One of a series of 5 waterfalls that cascade over hydroelectric dams along the upper Missouri River in Great Falls, Montana.

BISMARCK, N.D. – The wet weather that caused so many flooding problems around the Midwest in 2019 had one small silver lining: electric generation from the Missouri River’s six upstream dams was up 5.6 percent, federal officials said.

It was the first time this century that the river had back-to-back years producing surplus power, which is good news for consumers. The Western Area Power Administration relies heavily on energy from the dams for the power it sells and must buy electricity on the open market in years when hydropower is underperforming _ a cost that eventually is passed to ratepayers.

The U.S. Army Corps of Engineers, which manages dams and reservoirs along the 2,341-mile river, said energy production from the dams in the Dakotas, Montana and Nebraska was 13 billion kilowatt hours last year, up from 12.3 billion in 2018 and more than 38 percent above the long-term average.

A billion kilowatt-hours of power is enough to supply about 86,000 homes for a year, said Mike Swenson, a corps engineer in Omaha, Nebraska.

The WAPA buys and sells power from 56 hydropower plants around the nation. The Missouri River dams are its second-largest producer of energy that is then sold to rural electric cooperatives, municipal utilities, Indian tribes and other customers.

Drought years caused by shallow river levels forced WAPA to spend more than $1.7 billion since 2000 to fulfill contracts, including $28.3 million in 2017.
WAPA spokeswoman Lisa Meiman said the agency was able to sell at least $40 million in excess power over the past two years to help offset those losses.
“Generation was way above average for the past two years,” she said.

Oahe Dam near Pierre, South Dakota, which holds Lake Oahe in the Dakotas, and Garrison Dam, which creates Lake Sakakawea in western North Dakota, are typically the biggest power producers in the Missouri River system.

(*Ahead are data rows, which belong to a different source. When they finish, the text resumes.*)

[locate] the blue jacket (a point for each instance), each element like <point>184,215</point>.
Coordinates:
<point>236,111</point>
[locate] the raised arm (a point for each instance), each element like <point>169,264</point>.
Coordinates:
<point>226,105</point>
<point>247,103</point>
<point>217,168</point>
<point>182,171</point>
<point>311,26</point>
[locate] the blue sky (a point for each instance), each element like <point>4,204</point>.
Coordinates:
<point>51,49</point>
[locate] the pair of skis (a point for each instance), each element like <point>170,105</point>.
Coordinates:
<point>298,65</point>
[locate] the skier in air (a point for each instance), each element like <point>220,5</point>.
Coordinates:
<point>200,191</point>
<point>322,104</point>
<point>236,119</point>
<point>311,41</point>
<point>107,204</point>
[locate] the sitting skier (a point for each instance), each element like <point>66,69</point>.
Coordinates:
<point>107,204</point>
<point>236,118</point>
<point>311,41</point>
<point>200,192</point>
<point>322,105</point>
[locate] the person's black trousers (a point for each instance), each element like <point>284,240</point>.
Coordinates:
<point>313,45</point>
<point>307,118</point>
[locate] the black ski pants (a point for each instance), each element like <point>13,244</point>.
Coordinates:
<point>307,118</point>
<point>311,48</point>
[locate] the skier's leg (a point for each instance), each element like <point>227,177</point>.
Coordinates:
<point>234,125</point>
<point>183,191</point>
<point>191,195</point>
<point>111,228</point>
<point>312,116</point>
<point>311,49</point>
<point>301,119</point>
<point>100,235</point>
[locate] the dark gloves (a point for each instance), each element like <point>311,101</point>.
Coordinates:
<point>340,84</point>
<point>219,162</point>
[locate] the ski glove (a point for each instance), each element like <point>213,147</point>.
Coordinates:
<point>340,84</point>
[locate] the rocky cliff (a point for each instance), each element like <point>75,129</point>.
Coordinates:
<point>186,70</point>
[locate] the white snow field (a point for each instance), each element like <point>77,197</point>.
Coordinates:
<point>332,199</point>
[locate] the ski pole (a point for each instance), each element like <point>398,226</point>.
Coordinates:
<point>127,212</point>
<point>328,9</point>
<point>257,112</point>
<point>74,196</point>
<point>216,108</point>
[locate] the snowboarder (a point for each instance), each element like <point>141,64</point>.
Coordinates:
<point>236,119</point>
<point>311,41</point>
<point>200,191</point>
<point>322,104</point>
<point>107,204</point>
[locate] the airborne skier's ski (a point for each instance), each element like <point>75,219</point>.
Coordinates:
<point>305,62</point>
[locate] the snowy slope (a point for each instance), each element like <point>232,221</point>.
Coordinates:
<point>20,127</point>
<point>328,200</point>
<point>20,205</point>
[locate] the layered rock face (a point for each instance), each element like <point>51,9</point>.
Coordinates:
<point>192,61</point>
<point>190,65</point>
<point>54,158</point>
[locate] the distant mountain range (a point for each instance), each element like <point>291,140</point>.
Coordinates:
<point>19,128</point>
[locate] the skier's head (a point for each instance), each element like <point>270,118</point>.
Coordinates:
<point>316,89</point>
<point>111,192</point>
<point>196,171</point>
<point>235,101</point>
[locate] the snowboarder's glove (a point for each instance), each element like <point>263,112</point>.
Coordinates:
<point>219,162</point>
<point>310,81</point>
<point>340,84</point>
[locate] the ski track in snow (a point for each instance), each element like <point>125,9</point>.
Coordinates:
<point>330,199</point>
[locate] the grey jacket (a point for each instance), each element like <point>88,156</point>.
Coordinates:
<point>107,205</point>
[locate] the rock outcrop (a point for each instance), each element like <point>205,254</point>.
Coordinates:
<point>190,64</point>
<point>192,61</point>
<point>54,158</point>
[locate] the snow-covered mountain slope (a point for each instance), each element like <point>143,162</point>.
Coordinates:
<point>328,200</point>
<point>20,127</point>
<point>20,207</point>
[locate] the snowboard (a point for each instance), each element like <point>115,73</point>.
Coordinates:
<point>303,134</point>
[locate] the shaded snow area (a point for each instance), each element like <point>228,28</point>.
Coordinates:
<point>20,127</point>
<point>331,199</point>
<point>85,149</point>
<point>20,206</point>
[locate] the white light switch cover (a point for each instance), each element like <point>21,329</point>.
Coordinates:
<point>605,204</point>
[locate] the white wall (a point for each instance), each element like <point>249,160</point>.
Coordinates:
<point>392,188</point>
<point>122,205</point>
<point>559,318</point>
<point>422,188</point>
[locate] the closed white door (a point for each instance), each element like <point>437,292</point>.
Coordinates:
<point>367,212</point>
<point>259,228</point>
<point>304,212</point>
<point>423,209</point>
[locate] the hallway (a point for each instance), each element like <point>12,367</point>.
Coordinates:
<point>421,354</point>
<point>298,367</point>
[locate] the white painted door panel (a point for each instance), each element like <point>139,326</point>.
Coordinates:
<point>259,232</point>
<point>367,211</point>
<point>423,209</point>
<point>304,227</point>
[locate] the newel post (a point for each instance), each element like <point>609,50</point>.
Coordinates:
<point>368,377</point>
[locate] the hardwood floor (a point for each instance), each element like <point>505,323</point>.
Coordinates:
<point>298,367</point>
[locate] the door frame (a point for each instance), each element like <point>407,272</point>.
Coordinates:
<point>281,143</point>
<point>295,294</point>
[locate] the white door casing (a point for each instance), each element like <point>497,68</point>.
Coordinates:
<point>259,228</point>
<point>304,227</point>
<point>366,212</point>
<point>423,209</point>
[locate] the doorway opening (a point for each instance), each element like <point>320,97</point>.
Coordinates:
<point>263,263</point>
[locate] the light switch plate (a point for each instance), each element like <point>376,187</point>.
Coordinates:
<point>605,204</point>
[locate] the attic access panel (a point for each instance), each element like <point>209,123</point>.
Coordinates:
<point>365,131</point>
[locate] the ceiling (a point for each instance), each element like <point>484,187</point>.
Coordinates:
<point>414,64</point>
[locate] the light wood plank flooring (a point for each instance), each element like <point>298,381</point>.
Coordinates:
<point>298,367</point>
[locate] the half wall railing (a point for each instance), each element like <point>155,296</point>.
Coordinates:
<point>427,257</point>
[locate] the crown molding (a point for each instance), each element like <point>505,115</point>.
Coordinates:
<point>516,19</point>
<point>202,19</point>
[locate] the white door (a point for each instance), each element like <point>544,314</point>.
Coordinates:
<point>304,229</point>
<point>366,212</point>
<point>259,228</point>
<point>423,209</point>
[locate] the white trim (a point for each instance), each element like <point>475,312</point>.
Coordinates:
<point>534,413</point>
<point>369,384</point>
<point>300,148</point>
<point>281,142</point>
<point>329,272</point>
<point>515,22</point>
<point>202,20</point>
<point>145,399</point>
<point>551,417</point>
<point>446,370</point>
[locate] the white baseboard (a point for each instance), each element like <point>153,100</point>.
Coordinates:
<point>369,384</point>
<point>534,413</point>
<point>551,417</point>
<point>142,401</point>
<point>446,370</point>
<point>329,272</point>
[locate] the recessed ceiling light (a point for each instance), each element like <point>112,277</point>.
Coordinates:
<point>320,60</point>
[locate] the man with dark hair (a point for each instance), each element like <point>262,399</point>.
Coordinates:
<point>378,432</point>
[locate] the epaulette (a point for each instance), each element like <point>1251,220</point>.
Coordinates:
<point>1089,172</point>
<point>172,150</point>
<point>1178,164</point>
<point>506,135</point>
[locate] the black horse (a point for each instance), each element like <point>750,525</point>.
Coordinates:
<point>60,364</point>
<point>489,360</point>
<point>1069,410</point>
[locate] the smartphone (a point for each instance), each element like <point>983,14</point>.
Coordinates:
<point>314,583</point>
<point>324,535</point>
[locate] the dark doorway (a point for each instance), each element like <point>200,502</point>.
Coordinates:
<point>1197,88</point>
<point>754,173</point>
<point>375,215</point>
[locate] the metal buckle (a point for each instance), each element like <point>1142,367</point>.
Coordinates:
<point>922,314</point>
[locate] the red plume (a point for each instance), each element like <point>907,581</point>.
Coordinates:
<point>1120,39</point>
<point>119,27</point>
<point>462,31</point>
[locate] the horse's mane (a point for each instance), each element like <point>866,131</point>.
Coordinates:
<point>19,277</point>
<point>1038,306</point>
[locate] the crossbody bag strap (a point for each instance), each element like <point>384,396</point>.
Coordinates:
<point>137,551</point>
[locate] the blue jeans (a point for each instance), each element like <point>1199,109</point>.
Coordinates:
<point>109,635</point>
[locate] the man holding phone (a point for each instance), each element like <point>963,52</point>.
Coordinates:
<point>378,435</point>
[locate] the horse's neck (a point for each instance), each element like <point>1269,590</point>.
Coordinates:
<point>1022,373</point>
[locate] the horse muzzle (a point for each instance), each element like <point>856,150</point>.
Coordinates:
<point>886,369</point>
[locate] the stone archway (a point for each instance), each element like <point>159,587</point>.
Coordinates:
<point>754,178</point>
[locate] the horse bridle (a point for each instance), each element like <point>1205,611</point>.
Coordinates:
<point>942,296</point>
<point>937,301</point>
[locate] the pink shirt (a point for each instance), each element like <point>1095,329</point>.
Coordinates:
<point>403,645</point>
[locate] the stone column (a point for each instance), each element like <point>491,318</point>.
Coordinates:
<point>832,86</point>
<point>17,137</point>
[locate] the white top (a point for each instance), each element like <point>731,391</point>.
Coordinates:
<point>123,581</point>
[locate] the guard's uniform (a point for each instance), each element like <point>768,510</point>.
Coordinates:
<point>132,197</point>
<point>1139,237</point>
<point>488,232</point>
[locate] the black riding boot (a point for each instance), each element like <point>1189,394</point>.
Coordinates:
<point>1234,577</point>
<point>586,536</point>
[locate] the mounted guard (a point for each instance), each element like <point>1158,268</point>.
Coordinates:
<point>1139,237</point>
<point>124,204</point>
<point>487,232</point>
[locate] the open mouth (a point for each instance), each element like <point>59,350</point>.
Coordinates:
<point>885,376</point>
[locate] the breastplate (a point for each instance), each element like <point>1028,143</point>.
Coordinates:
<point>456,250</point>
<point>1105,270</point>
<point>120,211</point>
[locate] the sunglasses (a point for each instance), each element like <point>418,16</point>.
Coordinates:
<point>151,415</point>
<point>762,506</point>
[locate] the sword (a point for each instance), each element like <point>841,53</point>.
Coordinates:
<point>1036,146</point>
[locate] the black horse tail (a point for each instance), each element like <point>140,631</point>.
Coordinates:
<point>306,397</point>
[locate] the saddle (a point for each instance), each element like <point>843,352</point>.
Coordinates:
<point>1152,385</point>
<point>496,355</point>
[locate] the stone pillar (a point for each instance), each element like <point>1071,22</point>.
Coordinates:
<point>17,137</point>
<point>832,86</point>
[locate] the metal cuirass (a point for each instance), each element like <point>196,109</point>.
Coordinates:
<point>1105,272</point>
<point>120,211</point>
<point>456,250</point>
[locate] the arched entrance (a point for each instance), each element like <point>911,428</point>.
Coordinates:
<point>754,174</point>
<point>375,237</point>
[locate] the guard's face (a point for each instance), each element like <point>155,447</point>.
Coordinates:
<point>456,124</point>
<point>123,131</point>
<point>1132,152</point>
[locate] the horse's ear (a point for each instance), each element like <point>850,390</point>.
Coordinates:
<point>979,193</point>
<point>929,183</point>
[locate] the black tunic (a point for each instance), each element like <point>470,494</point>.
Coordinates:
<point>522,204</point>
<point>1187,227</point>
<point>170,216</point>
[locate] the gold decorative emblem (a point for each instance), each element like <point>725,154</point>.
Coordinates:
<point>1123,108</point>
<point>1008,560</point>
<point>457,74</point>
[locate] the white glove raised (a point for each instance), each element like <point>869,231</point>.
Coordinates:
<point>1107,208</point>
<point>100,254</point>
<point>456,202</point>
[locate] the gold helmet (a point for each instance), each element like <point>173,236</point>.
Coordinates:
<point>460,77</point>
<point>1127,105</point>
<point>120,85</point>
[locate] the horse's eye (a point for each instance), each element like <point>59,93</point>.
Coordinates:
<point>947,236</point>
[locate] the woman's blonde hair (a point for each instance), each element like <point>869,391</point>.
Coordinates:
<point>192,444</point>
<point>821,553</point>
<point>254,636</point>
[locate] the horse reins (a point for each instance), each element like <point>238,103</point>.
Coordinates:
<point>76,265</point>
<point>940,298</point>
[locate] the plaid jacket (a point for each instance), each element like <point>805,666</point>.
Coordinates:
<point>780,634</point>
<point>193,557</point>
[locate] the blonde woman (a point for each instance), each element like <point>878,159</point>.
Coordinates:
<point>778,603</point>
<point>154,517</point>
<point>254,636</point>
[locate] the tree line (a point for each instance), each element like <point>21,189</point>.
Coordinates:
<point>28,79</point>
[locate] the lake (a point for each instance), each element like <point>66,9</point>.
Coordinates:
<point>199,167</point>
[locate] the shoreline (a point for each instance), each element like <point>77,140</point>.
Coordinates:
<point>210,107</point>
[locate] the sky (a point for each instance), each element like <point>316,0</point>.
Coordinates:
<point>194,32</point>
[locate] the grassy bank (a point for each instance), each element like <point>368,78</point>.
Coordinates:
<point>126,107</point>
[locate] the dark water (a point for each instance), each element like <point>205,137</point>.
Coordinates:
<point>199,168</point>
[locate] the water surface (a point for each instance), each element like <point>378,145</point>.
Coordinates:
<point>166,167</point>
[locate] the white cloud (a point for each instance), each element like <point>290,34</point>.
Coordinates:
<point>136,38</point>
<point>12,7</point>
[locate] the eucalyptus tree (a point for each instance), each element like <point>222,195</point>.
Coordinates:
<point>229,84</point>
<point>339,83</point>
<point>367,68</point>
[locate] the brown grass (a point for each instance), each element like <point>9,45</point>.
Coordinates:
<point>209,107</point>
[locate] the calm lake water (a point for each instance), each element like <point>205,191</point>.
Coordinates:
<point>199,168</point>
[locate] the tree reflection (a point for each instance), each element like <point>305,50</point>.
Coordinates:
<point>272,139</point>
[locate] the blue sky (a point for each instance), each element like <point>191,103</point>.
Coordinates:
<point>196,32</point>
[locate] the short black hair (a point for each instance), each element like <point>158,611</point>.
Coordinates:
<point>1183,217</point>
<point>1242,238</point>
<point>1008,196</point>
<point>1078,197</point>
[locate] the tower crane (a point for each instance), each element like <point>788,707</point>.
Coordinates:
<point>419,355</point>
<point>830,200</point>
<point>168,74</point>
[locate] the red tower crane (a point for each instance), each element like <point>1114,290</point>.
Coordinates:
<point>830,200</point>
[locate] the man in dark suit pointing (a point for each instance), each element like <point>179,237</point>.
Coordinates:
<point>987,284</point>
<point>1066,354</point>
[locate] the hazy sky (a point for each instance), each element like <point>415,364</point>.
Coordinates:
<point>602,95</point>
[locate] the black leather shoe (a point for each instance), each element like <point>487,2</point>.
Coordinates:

Oahe Dam generated 4.2 billion kilowatt hours last year, up from the long-term average of 2.7 billion kilowatt hours, Swenson said. Garrison Dam also generated 3.2 billion kilowatt hours of electricity last year, up from long-term average of 2.2 billion kilowatt hours, he said.
The plants have generated an average of 9.4 billion kilowatt hours of electricity since 1967, including a high of 14.6 billion kilowatts in 1997, Swenson said.